Institute of Translational Medicine, Medical College, Yangzhou University, Yangzhou, 225009, P.R. China.
Institute of Photomedicine, Shanghai Skin Disease Hospital, Tongji University School of Medicine, Shanghai, 200443, P.R. China.
Anticancer Agents Med Chem. 2023;23(13):1596-1604. doi: 10.2174/1871520623666230413130417.
Hook F provided the source of the first diterpenoid triepoxide lactone, Triptolide, identified as the primary constituent causing the anticancer activity. So far, it has not been reported whether triptolide has a therapeutic effect on cutaneous squamous cell carcinoma (cSCC).
This study investigates the triptolide's therapeutic impact on cSCC both in vitro and in vivo and investigates the triptolide's potential involvement in signaling pathways.

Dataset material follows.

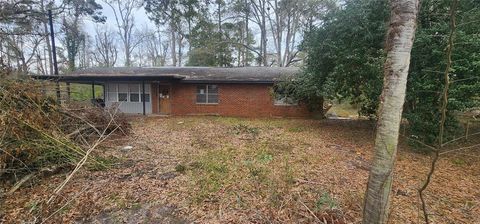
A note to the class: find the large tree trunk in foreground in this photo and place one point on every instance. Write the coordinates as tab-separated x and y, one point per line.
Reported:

The CCK-8 assays, wound healing assays, and colony formation assays were used to assess the effects of triptolide on the proliferation and migration of cSCC cells. The alteration in gene expression following triptolide treatment was shown by RNA sequencing. Flow cytometry was then applied to evaluate cell apoptosis. Western blot was used to find the associated proteins' expressions. The effectiveness of triptolide was then evaluated in vivo using a xenograft model, and histological staining was employed to determine the visceral toxicity.
Triptolide greatly reduces the migratory and proliferative capacity of cSCC cells. Triptolide dramatically decreased cell viability and migration in the A431 and SCL-1 cells compared to the control group, according to the CCK8 assay, wound healing assay, and colony formation assay. Flow cytometry demonstrated that treatment with 10- 40 nM triptolide increased apoptosis in a concentration-dependent manner, with a statistically significant difference. Furthermore, mice given triptolide had smaller tumor sizes than those in the control group. Triptolide treatment drastically altered the expression of autophagic and apoptotic proteins. The considerable reduction in the proteins Akt and mTOR levels further illustrated the critical function of triptolide in cSCC.
Triptolide caused cSCC cells to engage in autophagy and apoptosis by inhibiting the Akt/mTOR signaling pathways. Triptolide may be a possible antitumor agent for the treatment of cSCC.
钩藤提供了第一个二萜三环氧内酯,雷公藤内酯,被鉴定为具有抗癌活性的主要成分的来源。到目前为止,还没有报道雷公藤内酯是否对皮肤鳞状细胞癌(cSCC)有治疗作用。
本研究探讨雷公藤内酯对 cSCC 的体内外治疗作用,并探讨雷公藤内酯在信号通路中的潜在作用。
用 CCK-8 法、划痕愈合实验和集落形成实验评估雷公藤内酯对 cSCC 细胞增殖和迁移的影响。用 RNA 测序显示雷公藤内酯处理后基因表达的变化。然后用流式细胞术评估细胞凋亡。用 Western blot 检测相关蛋白的表达。用异种移植模型评价雷公藤内酯的疗效,并进行组织学染色以确定内脏毒性。
雷公藤内酯显著降低 cSCC 细胞的迁移和增殖能力。与对照组相比,CCK8 法、划痕愈合实验和集落形成实验显示,雷公藤内酯显著降低 A431 和 SCL-1 细胞的细胞活力和迁移。流式细胞术表明,用 10-40 nM 雷公藤内酯处理可呈浓度依赖性增加细胞凋亡,差异有统计学意义。此外,与对照组相比,给予雷公藤内酯的小鼠肿瘤体积更小。雷公藤内酯处理显著改变自噬和凋亡蛋白的表达。蛋白 Akt 和 mTOR 水平的显著降低进一步说明了雷公藤内酯在 cSCC 中的关键作用。
雷公藤内酯通过抑制 Akt/mTOR 信号通路使 cSCC 细胞发生自噬和凋亡。雷公藤内酯可能是治疗 cSCC 的一种潜在抗肿瘤药物。